The Nutrient Connection. More May Not Be Better.
Finding your limiting factor isn’t as obvious as just looking at a soil sample or even a tissue sample and adding whatever is lowest. I’ve looked at a soil sample and saw that there was plenty of something, but when we dove in deeper with a tissue sample it showed a deficiency multiple times throughout the year. A very common example of this is Phosphorous tying up Zinc. You may seem to have high enough levels of Zinc in a soil sample, yet on a tissue sample you come in below your threshold time after time. As your Zinc gets tied up your plants ability to maximize water usage drastically diminishes. I haven’t seen an example of the reverse where a Zinc seed treatment ties up Phosphorous, but considering they compete against each other I imagine it’s possible.
The other major one that I want to discuss is high Magnesium levels tying up Nitrogen. I’ve talked about base saturation in a previous blog, but I haven’t gotten to dive into what optimum levels that I look for. High Magnesium levels typically means heavy clays. That makes it harder for roots and water to penetrate. In a plant, Magnesium is located at the center of the chlorophyll. Nitrogen attaches to it within the plant. Nitrogen attaches to Magnesium the same way when it is outside of the plant in your soil. So, as your soils get “overloaded” with Magnesium you tie up Nitrogen and lose yield. At a base saturation of 10-12% you have almost a 1:1 pound of Nitrogen to bushel of corn ratio. As your Magnesium levels rise, the efficiency drops. At just 20% you need almost 1.5 lbs. of Nitrogen for a bushel of corn. (It can vary depending on CEC levels of your soil).

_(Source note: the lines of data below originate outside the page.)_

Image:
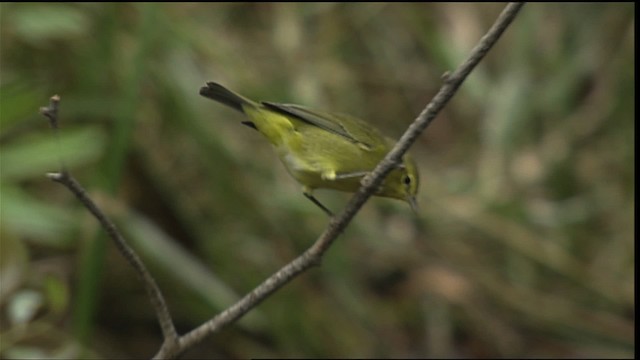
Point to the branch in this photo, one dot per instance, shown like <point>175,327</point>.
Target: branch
<point>63,177</point>
<point>313,255</point>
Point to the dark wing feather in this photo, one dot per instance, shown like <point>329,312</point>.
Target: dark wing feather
<point>328,122</point>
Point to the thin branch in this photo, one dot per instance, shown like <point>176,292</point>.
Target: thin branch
<point>157,300</point>
<point>314,254</point>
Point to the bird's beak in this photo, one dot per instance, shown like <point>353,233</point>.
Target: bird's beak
<point>414,204</point>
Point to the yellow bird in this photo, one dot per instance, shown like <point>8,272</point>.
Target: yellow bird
<point>322,150</point>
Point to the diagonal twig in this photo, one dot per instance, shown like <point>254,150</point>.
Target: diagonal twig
<point>63,177</point>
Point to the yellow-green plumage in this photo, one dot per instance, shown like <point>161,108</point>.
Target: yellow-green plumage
<point>322,150</point>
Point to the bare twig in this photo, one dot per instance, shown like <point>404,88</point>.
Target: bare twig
<point>314,254</point>
<point>157,300</point>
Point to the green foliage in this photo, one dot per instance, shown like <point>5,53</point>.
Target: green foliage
<point>523,247</point>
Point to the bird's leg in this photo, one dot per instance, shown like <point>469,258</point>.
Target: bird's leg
<point>351,175</point>
<point>317,202</point>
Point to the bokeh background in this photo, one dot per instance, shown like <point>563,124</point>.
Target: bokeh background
<point>524,245</point>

A correlation that is common to see is excess Nitrogen tying up Copper and Potassium. This can lead to weak stalks and the inability to fight off disease later in the year. Another one to look out for is Sodium tying up Potassium and Calcium. If your levels of Sodium are higher than Potassium you won’t be able to grow anything. Rarely do I see this issue but it’s something to look for along road ditches or really scald spots in a field.
Unfortunately, when raising a top crop, it isn’t as simple as finding what’s lowest in a soil sample and adding it. While that’s a good start, we need to make sure that we monitor how it’s all correlating throughout the year. If you have too much of something, you don’t have enough of something else.